Eager to participate, Miles, her son who’s now in kindergarten, picked up his notepad and pencil and asked to tag along with Kenneth Eban, a member of Students for Education Reform, a local group advocating for equity in education.
Her two other children — Dominica, an MPS alumna who now attends Augsburg College, and Farrington, a student at Washburn High School — are also huge supporters of her school board ambitions, she says. “They know I have dreams, and they support me.”
Growing up in Detroit, Michigan, Asberry says her parents stressed the importance of a good education. “I grew up with the clear understanding that education is emancipation,” she said. “My
grandfather was a sharecropper. My parents lived during segregation. And I grew up during integration. So education was a right; it was not a privilege. That actually drives me.”
After a decade of teaching middle-schoolers in the Minneapolis district, she left the profession to further study family engagement. It became the topic of the dissertation she wrote while earning a doctor of education degree in critical pedagogy from the University of St. Thomas. And it’s remained a focal point of her work with St. Paul Youth Services, the nonprofit she’s led for the past two years.
Her comfort with and commitment to strong community engagement, even when it’s shed a critical light on district leadership, has been apparent during her tenure on the board. Most recently, she responded to concerns over a controversial reading curriculum and pushed for greater community input on the superintendent search after protests brought the initial search attempt to a halt.
“I am committed to working as a team. I also know that these last 18 months required me to be a teammate that reminded us what we’re supposed to be about. I do not apologize about that,” she said. “Sometimes adults allow other adults to sway them. I’m really clear about the direction. I listen and am willing to adjust accordingly, but never at the expense of our students.”
Her ability to build and maintain relationships — whether responding to community concerns or showing up at school events and Tweeting her praise of students — makes her a formidable opponent in her bid for re-election.
She may not have the backing of the DFL Party or the teachers union, but she’s been holding her own door knocking, phone banking, sending out newsletters to the 1,100 people on her list-serve and lit dropping at community events. She’s convinced her track record is strong enough to buck the influence of those endorsements.

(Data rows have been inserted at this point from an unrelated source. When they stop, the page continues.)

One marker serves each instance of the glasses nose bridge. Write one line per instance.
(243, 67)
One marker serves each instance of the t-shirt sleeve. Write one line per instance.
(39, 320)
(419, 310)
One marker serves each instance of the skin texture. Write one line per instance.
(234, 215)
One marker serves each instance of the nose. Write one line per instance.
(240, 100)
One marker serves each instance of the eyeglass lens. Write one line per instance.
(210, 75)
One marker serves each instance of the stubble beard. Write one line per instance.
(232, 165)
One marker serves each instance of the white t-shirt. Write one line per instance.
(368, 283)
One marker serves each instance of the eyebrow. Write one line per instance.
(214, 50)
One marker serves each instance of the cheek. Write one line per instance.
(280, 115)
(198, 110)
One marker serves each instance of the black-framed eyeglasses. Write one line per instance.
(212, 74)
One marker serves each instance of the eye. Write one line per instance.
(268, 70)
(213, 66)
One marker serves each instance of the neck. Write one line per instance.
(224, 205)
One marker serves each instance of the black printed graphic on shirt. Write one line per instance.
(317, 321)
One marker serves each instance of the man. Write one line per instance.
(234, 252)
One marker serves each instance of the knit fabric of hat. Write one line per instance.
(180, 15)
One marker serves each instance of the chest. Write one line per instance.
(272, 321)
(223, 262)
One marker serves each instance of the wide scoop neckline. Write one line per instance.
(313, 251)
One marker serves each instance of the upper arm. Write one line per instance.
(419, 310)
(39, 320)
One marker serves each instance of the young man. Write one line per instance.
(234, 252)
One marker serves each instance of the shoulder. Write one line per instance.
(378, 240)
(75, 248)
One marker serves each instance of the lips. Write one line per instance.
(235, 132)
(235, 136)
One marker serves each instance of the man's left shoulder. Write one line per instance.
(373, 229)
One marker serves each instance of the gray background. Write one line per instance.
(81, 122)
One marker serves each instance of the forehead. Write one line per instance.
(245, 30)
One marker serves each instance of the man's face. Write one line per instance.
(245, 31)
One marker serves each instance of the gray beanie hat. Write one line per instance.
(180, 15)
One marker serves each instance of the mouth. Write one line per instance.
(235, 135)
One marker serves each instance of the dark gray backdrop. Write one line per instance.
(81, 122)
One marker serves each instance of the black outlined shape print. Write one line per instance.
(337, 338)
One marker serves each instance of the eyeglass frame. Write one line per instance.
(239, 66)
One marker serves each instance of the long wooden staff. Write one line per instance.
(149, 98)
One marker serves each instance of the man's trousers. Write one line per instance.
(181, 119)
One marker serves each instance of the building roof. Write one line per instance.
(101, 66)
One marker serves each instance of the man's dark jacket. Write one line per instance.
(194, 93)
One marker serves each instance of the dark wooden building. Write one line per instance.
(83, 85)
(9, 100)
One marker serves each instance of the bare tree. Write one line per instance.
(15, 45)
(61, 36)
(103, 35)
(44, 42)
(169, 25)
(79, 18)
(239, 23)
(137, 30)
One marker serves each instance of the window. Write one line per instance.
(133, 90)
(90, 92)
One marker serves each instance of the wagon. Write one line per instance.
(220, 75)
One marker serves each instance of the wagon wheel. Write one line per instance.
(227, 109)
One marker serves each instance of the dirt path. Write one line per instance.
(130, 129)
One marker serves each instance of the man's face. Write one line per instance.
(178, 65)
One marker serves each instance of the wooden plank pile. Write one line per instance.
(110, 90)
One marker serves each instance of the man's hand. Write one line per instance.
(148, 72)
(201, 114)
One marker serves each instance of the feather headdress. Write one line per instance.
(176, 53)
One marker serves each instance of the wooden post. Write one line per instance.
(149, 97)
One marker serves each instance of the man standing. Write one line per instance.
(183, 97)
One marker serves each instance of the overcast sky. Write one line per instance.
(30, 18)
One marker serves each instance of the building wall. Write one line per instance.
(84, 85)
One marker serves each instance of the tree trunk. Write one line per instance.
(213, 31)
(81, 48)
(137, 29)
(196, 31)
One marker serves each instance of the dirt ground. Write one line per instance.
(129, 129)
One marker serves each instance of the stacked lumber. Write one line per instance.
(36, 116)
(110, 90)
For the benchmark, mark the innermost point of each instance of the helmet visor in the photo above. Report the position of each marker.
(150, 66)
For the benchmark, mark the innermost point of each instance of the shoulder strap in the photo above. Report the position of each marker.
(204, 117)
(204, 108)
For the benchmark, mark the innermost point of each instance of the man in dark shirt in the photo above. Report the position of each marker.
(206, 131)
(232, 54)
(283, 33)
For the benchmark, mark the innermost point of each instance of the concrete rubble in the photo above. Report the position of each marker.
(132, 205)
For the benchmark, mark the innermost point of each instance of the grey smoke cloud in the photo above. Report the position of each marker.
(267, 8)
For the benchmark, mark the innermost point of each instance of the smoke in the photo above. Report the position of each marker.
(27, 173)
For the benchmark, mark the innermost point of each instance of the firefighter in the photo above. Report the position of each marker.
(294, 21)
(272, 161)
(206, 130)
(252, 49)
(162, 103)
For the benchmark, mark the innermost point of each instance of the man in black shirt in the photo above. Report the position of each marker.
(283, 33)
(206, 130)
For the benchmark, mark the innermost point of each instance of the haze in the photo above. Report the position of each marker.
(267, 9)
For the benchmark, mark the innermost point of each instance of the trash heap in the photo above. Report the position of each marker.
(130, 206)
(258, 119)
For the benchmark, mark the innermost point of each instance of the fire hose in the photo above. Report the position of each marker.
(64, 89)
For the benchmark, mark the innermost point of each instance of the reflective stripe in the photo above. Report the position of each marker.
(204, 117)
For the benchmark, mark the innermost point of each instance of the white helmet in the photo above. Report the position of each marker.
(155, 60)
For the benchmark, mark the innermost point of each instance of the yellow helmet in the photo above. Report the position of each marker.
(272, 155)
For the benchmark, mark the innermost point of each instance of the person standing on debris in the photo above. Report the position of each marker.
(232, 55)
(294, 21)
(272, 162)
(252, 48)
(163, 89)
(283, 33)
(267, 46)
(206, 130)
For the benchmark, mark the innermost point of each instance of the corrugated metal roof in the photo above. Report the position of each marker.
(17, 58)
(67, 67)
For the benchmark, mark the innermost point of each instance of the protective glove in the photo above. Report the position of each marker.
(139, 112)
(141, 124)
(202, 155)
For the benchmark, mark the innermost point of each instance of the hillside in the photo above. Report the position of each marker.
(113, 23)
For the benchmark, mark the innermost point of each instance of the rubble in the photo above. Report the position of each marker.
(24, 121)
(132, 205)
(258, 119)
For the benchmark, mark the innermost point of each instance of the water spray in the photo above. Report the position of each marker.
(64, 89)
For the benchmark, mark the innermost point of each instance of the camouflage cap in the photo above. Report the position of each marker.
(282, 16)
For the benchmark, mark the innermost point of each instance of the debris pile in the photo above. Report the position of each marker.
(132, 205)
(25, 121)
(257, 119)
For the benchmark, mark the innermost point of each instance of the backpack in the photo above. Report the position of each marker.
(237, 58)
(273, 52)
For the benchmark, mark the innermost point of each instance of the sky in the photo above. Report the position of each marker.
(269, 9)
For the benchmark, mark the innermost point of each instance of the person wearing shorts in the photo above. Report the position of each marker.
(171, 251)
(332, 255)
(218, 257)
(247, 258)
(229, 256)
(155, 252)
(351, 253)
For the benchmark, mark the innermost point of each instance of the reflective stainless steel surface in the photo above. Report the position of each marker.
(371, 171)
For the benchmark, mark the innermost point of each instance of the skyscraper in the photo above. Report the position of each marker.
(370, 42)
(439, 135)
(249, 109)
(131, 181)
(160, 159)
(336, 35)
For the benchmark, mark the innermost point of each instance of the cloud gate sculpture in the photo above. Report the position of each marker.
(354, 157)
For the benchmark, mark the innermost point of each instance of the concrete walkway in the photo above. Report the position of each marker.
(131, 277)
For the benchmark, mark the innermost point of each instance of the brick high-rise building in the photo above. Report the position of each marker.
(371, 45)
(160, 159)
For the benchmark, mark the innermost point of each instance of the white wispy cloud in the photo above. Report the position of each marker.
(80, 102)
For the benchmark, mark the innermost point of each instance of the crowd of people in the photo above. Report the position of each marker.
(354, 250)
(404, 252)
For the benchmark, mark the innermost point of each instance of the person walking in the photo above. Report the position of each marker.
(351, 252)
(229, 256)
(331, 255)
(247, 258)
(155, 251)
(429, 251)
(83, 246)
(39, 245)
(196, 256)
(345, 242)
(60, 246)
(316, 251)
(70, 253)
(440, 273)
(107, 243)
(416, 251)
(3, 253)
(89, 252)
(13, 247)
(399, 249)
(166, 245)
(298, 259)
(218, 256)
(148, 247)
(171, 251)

“Remember, public education is nonpartisan. People sometimes forget that. It is to be inclusive of every single family in our district. We need to make sure that is true of how we govern,” she said. “We need to be careful of the endorsements we have to make sure no endorsement pulls us away from making those hard decisions for students. I say that because sometimes they may be decisions that make adults uncomfortable.”